Fig. 1 is a partially cutaway vertical sectional view of the top of the dryer showing an embodiment of a centrifugal spray dryer in which the hot air discharge device of the squirt dryer according to the present invention is implemented, and Fig. 2 is a partially cutaway view of the top of the dryer. Plan view,
Figure 3 is a longitudinal cross-sectional view of the hot air discharge device, Figure 4 is a plan view of the same,
FIG. 5 is a longitudinal sectional view showing a conventional spray dryer, and FIG. 6 is a sectional view taken along line A--A in FIG. 1... Drying room 2... Whirlpool duct 6... Hot air supply port 7... Centrifugal sprayer 9... Spray rotary disk 11... Partition plate 13... Damper for wind range adjustment 14... Hot air Discharge device 16... Cylindrical member 17.
...straightening plate 18...swirling flow acceleration cylindrical chamber? 1. Hot air outlet agent Takashi Hatakeyama (Figure 1, Figure 3, Figure 5)

Claims (2)

[Claims] (1) Construct a spiral duct equipped with a hot air supply port at the top of the dryer main body, open a hot air discharge port equipped with an air volume adjustment damper in the center of the spiral duct, and provide a centrifugal air flow inside the hot air hot air discharge port.
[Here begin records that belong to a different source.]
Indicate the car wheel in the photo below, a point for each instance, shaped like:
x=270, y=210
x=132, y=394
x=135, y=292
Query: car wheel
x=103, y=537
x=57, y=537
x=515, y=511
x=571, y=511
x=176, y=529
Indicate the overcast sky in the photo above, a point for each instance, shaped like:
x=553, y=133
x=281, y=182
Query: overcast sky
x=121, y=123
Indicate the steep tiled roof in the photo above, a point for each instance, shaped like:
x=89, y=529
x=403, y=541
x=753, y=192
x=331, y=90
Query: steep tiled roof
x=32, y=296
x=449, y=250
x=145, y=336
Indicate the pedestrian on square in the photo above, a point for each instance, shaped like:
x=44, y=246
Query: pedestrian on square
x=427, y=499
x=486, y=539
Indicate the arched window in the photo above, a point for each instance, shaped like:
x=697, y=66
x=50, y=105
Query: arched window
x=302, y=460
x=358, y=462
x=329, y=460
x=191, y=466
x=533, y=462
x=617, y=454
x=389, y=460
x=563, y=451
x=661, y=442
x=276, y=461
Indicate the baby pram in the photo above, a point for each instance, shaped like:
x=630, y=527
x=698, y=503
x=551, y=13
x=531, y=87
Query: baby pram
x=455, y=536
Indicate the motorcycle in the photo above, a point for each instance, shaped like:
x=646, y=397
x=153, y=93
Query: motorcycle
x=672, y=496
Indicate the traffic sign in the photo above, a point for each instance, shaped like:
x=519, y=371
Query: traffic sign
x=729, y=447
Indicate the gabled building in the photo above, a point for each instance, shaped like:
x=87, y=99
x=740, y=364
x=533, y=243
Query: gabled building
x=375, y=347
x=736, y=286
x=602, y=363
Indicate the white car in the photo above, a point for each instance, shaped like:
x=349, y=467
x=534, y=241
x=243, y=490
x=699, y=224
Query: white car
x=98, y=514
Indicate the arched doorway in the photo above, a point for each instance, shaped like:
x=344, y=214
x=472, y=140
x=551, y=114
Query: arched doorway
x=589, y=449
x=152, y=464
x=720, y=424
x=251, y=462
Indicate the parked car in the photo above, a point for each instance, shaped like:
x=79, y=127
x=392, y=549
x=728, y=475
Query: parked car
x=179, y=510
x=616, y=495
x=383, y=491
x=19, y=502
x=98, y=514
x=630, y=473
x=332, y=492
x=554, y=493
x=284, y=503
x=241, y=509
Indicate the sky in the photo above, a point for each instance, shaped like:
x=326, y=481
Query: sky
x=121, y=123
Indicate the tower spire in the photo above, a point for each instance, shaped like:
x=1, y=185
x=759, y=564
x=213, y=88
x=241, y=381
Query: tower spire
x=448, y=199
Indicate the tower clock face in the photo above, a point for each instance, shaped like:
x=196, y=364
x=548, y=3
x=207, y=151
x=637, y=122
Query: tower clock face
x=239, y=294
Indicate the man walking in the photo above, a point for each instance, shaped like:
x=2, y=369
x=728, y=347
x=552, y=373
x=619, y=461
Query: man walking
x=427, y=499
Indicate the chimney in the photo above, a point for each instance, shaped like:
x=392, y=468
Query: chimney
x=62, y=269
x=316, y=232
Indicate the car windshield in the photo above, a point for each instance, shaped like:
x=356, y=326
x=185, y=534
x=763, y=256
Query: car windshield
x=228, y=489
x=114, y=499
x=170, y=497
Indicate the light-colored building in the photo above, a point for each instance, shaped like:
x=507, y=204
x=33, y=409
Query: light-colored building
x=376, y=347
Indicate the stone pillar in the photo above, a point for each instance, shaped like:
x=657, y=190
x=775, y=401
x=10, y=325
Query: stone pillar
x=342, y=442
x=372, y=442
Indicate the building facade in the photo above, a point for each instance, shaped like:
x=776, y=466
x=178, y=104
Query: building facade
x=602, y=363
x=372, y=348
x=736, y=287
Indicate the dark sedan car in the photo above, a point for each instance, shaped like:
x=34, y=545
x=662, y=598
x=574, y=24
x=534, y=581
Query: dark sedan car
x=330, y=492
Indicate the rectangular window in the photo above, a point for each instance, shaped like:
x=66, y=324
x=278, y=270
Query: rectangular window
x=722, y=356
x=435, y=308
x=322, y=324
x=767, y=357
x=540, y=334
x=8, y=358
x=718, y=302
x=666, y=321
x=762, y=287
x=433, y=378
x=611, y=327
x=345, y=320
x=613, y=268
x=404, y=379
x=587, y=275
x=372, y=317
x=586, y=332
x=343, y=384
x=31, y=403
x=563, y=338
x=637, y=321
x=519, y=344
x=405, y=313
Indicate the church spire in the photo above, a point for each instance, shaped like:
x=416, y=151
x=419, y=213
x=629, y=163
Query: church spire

In the spray dryer configured as a type or nozzle type sprayer, a hot air outlet is configured at the lower end of the swirl duct by a cylindrical member protruding concentrically around the sprayer, and the open end of the cylindrical member is connected to the cylindrical member. A number of baffle plates extending in the axial direction are provided on the inner surface of the lower end of the cylindrical member, which descends to the height of the spraying section of the sprayer, and protrude in the radial direction. A hot air discharge device for a spray dryer comprising a swirl flow accelerating cylindrical chamber continuous to a discharge port. (2) The hot air discharge device for a spray dryer according to claim 1, wherein each rectifier plate is tilted within a range of 45 degrees left and right with respect to the radial direction.